居林:株式市場はもちろん世界とつながっています。利ざやを求めて世界中の市場で資金が出入りをしている。でも、実体経済の「グローバリゼーション」というのは、「中国が世界の工場になる」ということの言い方を変えたもので、中国が内需指向に転換したところで終わったようなものです。もちろん、「中国からベトナムへ、バングラディシュへ」は当たり前に続くけれど、先進国から新興国へ、の動きは終わったとみていい。

―― 先進国の製造業で、工場を動かせるものは中国やほかの新興国に移ったということですね。

居林:ええ。

―― GDPは「その国土」で生み出された付加価値の合計だから、それまで輸出で稼いでいたところが出て行って、残るのはサービス産業、その場所を離れては成り立たないものの存在感が大きくなる。海外子会社の配当は貿易収支に含まれているけれど、その数字そのものは大した比率ではない、と。でも、為替相場の影響も大きいのではないでしょうか。ドル安や円安が続けば、母国に工場が戻ってくる…。

米国の雇用はサービス業にシフトしている
出所:Bloomberg, UBS 2016年6月現在

居林:米国で見てもご覧の通りです。製造業の雇用が横ばい、ということは、新しい雇用が生まれていない。

―― つまり、為替がどう動こうが、工場は米国に回帰していない、ということですか。

居林:日本も同じですよ。

―― ううむ。製造業のお話はまた機会をいただくとしまして、シンガポールや韓国など、経済規模が小さい国を除けば、「先進国の経済は、基本的にその国、その経済圏でほぼ完結しているとみることができる」と。

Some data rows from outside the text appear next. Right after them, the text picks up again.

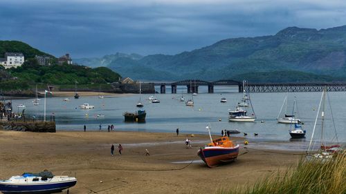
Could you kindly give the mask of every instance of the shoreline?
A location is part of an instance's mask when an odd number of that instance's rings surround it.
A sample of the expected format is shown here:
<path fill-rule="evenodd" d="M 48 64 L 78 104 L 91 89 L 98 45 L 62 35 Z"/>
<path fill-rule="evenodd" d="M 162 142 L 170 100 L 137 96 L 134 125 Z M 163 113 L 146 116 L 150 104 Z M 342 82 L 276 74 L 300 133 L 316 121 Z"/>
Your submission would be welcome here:
<path fill-rule="evenodd" d="M 253 184 L 258 178 L 297 164 L 300 156 L 244 148 L 243 137 L 237 160 L 213 168 L 201 163 L 199 147 L 209 135 L 194 135 L 192 148 L 185 139 L 190 134 L 151 132 L 60 131 L 55 133 L 0 131 L 0 179 L 25 171 L 52 171 L 76 176 L 70 193 L 215 193 L 224 187 Z M 219 135 L 213 135 L 219 137 Z M 110 155 L 111 144 L 115 156 Z M 118 145 L 123 147 L 122 155 Z M 150 153 L 145 156 L 145 149 Z M 195 161 L 188 164 L 186 161 Z M 176 162 L 176 163 L 173 163 Z M 178 163 L 176 163 L 178 162 Z M 180 163 L 179 163 L 180 162 Z M 219 174 L 218 178 L 210 179 Z M 102 183 L 100 183 L 100 181 Z M 101 191 L 102 191 L 101 192 Z"/>

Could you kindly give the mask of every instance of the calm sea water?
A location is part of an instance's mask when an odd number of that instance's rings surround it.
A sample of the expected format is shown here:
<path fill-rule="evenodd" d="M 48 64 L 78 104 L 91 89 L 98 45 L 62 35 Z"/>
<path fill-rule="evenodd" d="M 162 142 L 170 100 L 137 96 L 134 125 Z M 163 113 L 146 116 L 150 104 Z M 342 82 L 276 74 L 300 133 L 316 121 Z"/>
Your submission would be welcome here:
<path fill-rule="evenodd" d="M 125 111 L 135 112 L 138 110 L 136 104 L 139 95 L 127 97 L 81 97 L 78 99 L 71 97 L 70 101 L 62 101 L 64 97 L 47 98 L 47 115 L 54 114 L 57 130 L 82 130 L 86 125 L 87 130 L 98 130 L 101 124 L 103 130 L 107 130 L 109 124 L 113 124 L 116 129 L 130 131 L 170 132 L 175 133 L 179 128 L 181 133 L 207 134 L 206 126 L 210 124 L 212 133 L 221 134 L 221 129 L 238 129 L 247 133 L 247 137 L 257 142 L 289 141 L 291 138 L 288 130 L 289 124 L 277 124 L 276 117 L 286 93 L 253 93 L 251 94 L 252 104 L 257 117 L 254 123 L 229 122 L 228 110 L 233 110 L 236 104 L 242 99 L 242 94 L 237 93 L 237 88 L 215 87 L 215 93 L 208 94 L 206 88 L 200 87 L 200 93 L 194 97 L 194 107 L 188 107 L 179 101 L 183 94 L 185 99 L 191 97 L 186 94 L 185 87 L 178 88 L 177 94 L 156 94 L 160 104 L 151 104 L 150 95 L 143 95 L 142 102 L 147 111 L 147 122 L 145 124 L 124 123 L 122 113 Z M 167 88 L 167 91 L 170 89 Z M 332 113 L 338 133 L 339 142 L 346 142 L 346 93 L 343 92 L 329 93 Z M 304 122 L 303 128 L 307 130 L 307 138 L 304 144 L 309 142 L 313 130 L 315 118 L 320 99 L 320 93 L 296 93 L 289 94 L 288 114 L 291 113 L 294 97 L 297 99 L 298 110 L 295 110 Z M 221 97 L 227 99 L 227 103 L 220 103 Z M 26 105 L 26 113 L 30 115 L 43 115 L 44 99 L 39 106 L 34 106 L 32 99 L 13 100 L 14 107 L 17 104 Z M 83 103 L 95 106 L 95 109 L 81 110 L 78 108 Z M 327 101 L 326 107 L 326 137 L 331 138 L 335 134 L 331 112 Z M 89 117 L 85 117 L 89 115 Z M 98 114 L 105 115 L 98 118 Z M 282 113 L 282 115 L 284 113 Z M 221 119 L 221 122 L 219 119 Z M 262 121 L 263 122 L 261 122 Z M 316 137 L 319 137 L 320 122 L 316 126 Z M 258 133 L 254 137 L 253 133 Z M 243 134 L 235 136 L 243 137 Z"/>

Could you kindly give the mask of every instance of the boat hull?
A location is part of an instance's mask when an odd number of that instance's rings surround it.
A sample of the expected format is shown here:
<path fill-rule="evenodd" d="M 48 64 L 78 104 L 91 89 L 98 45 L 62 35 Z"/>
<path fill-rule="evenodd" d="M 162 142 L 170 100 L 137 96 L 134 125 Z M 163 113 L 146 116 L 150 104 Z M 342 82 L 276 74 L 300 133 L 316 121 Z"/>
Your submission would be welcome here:
<path fill-rule="evenodd" d="M 255 118 L 253 117 L 230 117 L 230 122 L 254 122 Z"/>
<path fill-rule="evenodd" d="M 143 115 L 136 115 L 133 113 L 129 113 L 127 115 L 125 115 L 125 122 L 145 122 L 145 116 L 147 114 Z"/>
<path fill-rule="evenodd" d="M 292 138 L 305 137 L 305 133 L 290 133 L 289 135 L 292 137 Z"/>
<path fill-rule="evenodd" d="M 57 183 L 44 184 L 10 184 L 0 182 L 0 191 L 4 194 L 17 193 L 53 193 L 62 192 L 75 185 L 77 180 L 65 181 Z"/>
<path fill-rule="evenodd" d="M 233 148 L 206 147 L 200 148 L 197 153 L 209 168 L 234 161 L 238 154 L 239 145 Z"/>
<path fill-rule="evenodd" d="M 300 120 L 297 119 L 277 119 L 277 123 L 280 123 L 280 124 L 298 124 L 299 122 L 300 122 Z"/>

居林:米、EU、日本、そして中国はそうなっています。ですから、たとえばDAX指数がどう動こうが、本来は、日経平均もダウ平均も関係は(皆さんが思っているほどは)ないはずなんです。

意外に早く事態が落ち着きを見せた理由

―― しかし、その視点で行くとですね、Briexitの“悲鳴”の影響は、案外大きく出ていないような気がしませんか。

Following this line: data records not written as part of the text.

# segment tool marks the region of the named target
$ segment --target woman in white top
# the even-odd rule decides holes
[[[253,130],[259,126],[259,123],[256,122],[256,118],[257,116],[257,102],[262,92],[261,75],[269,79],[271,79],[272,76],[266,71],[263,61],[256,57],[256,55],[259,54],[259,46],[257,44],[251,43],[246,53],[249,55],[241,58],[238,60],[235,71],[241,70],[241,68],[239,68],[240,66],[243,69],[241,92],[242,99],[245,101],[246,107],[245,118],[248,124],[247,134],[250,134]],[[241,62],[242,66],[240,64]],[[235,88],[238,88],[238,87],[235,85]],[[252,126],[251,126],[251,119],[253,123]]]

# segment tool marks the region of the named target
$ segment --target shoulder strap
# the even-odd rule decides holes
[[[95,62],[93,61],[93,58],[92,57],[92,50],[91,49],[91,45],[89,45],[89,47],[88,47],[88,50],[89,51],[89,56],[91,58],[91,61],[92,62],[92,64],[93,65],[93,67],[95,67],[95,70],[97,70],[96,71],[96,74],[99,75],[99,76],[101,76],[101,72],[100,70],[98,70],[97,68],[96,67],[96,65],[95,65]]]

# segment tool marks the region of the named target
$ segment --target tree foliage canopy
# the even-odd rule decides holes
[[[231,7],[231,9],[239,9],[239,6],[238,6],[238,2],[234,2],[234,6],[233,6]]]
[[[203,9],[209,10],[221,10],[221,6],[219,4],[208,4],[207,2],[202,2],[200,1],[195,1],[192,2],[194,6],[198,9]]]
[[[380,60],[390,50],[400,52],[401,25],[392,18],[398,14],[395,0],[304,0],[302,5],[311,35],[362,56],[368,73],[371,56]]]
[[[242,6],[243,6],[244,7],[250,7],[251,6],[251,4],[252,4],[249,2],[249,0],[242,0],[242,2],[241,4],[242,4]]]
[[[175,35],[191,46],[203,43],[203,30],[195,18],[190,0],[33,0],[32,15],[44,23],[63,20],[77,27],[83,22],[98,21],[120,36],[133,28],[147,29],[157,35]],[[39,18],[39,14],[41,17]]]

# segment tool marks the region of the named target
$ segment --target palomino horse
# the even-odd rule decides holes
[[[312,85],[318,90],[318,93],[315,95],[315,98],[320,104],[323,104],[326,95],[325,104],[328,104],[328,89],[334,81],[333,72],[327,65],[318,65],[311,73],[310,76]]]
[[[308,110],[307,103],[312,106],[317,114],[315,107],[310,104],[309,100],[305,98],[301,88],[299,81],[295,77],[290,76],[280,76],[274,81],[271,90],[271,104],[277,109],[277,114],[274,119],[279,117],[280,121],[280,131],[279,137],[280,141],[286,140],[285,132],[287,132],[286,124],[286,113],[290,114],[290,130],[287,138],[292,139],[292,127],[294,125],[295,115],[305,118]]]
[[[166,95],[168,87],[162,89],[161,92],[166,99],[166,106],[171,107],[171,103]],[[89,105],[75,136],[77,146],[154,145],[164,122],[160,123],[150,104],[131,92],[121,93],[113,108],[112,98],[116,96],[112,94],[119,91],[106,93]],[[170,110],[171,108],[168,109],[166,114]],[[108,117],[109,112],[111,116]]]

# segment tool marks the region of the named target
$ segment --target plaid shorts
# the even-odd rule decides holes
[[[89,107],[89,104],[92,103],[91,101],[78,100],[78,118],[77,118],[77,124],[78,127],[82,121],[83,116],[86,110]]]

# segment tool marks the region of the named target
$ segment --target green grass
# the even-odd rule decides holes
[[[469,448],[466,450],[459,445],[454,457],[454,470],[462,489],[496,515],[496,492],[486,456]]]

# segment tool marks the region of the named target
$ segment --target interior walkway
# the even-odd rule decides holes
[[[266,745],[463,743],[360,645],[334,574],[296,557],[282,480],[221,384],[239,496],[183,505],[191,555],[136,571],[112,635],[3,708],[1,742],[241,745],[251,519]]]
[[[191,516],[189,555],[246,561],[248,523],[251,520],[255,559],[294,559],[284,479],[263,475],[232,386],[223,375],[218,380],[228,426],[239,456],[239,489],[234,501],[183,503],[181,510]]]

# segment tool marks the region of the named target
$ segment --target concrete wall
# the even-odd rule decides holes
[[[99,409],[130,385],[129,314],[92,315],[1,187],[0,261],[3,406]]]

居林:実はそうなんです。私は「U字回復」を予想していたんですが、こんな「V字回復」の様相になっているのは、やや予想外でした。

―― 今回は投資家諸氏も、さすがに学んだからでしょうか。

居林:そうかもしれませんが、ひとつの大きな理由は、勝利したはずの離脱派が、雄叫びを上げるどころか、悲鳴を上げ始めたことにありそうです。

―― 残留派だけじゃなく、離脱派も悲鳴を。

居林:国民投票が離脱と決まって、残留を予想していた世界中の投資家が「キャー」と叫びかけたところで、反対派からも「まさか本当になるなんて」という悲鳴が出て、「再投票を」という動きまで表れた。これを見て、パニックが本格的に起こる前に市場がやや冷静さを取り戻した。